Reuters made one of the first moves against OpenAI, blocking its so-called "crawler" tool from its site on Aug. 8, according to Originality AI, an AI analysis website. Other organizations followed Reuters, including CNN, the Australian Broadcasting Corporation and the New York Times. In addition,

Business Insider and German outlet Die Welt have put up blocks, though Politico, which shares the same parent company, Axel Springer, hasn't done the same.

OpenAI and its viral AI chatbot ChatGPT ushered in an AI arms race fueled by data pulled from the web using a crawler, GPTBot, which works similar to a search engine.

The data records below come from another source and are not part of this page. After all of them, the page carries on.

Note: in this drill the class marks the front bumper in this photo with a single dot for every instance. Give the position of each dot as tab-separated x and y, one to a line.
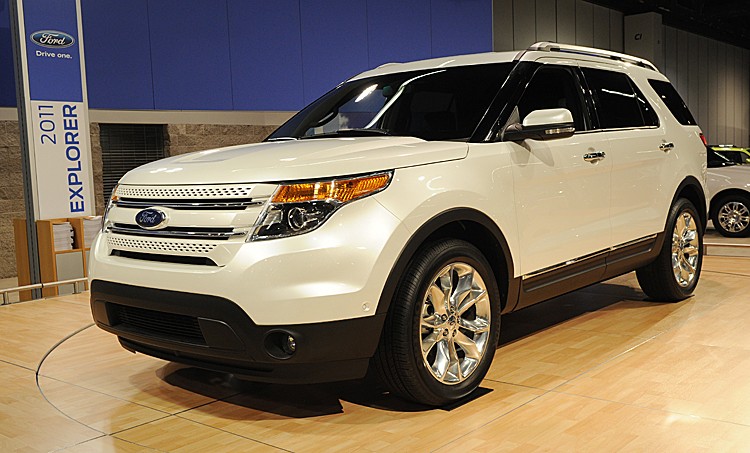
215	333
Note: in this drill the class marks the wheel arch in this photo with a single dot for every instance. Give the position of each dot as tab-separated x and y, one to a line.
465	224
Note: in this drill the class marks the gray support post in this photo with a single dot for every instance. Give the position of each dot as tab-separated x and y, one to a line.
28	194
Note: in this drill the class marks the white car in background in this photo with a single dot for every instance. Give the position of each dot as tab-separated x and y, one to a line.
729	186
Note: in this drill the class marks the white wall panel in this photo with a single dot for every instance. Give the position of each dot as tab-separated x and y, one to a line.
502	25
703	97
546	20
584	23
731	88
566	21
682	65
601	27
693	71
616	40
745	107
712	134
670	55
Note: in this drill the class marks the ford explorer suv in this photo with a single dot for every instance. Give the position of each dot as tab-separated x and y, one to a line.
389	224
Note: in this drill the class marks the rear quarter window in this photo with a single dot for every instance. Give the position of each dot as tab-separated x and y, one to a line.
673	101
619	104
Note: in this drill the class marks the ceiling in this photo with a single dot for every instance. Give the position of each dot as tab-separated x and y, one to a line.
725	20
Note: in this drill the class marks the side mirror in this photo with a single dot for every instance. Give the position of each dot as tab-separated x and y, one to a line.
542	125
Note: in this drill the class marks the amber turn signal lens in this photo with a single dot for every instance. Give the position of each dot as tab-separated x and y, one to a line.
342	190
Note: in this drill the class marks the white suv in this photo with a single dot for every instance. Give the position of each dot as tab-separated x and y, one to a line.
391	222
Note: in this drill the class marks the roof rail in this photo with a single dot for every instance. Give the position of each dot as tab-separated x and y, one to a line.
567	48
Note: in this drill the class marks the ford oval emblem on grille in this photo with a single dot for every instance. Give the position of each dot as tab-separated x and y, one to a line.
151	219
52	38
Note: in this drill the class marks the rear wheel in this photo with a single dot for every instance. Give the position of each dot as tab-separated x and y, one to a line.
731	218
442	327
675	272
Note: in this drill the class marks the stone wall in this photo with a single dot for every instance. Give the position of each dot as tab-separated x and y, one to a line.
11	194
186	138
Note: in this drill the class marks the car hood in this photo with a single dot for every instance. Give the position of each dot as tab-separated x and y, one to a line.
294	160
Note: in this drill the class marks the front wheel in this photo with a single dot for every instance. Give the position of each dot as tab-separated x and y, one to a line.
675	272
442	327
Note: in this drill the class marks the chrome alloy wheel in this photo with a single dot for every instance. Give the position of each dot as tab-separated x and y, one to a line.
734	216
685	249
455	323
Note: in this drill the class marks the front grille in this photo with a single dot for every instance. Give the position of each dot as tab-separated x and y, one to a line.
218	204
179	232
168	326
185	192
164	246
177	259
208	223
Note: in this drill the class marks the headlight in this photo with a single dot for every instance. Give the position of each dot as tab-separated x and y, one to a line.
112	200
301	207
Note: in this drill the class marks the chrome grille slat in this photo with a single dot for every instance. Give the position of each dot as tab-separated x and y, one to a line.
164	246
194	233
147	203
186	192
206	224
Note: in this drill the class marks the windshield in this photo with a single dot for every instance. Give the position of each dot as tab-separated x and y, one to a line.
434	104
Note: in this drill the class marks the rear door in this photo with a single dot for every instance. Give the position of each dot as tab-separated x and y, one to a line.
562	194
639	154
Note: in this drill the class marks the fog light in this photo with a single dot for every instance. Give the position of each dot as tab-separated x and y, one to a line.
290	345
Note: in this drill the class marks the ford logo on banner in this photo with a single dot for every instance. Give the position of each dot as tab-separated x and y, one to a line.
52	38
151	219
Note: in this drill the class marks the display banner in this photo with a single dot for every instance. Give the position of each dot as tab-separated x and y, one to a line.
56	107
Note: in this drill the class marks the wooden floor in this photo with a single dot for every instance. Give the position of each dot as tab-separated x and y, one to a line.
597	370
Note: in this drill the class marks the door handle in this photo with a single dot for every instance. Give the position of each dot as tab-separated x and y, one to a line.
666	147
595	156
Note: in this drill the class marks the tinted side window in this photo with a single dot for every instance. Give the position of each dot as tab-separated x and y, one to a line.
674	102
553	88
650	118
616	103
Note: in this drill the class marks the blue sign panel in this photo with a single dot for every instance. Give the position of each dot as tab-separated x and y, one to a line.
52	50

The way it works is similar to a search engine: Websites use a piece of code called robot.txt to tell crawlers where they can go on their website and what information that can take from it. In the case of Google, that means a website can tell the search engine what pages to list on search results and which are private. The same logic can now be applied to GPTBot.



Google Search recently updated its privacy policy, giving itself the right to aggregate and use publicly available information to train its AI tools.



But some content creators complain AI models feed off their work without permission, citation or compensation, leading to a number of class action copyright lawsuits against OpenAI and Google and an FTC investigation.



In early August, the New York Times updated its terms of service to block companies from scraping its content to build AI models.



It’s unclear how restricting web crawlers might impact the accuracy of answers from AI chatbots like ChatGPT and Google’s Bard.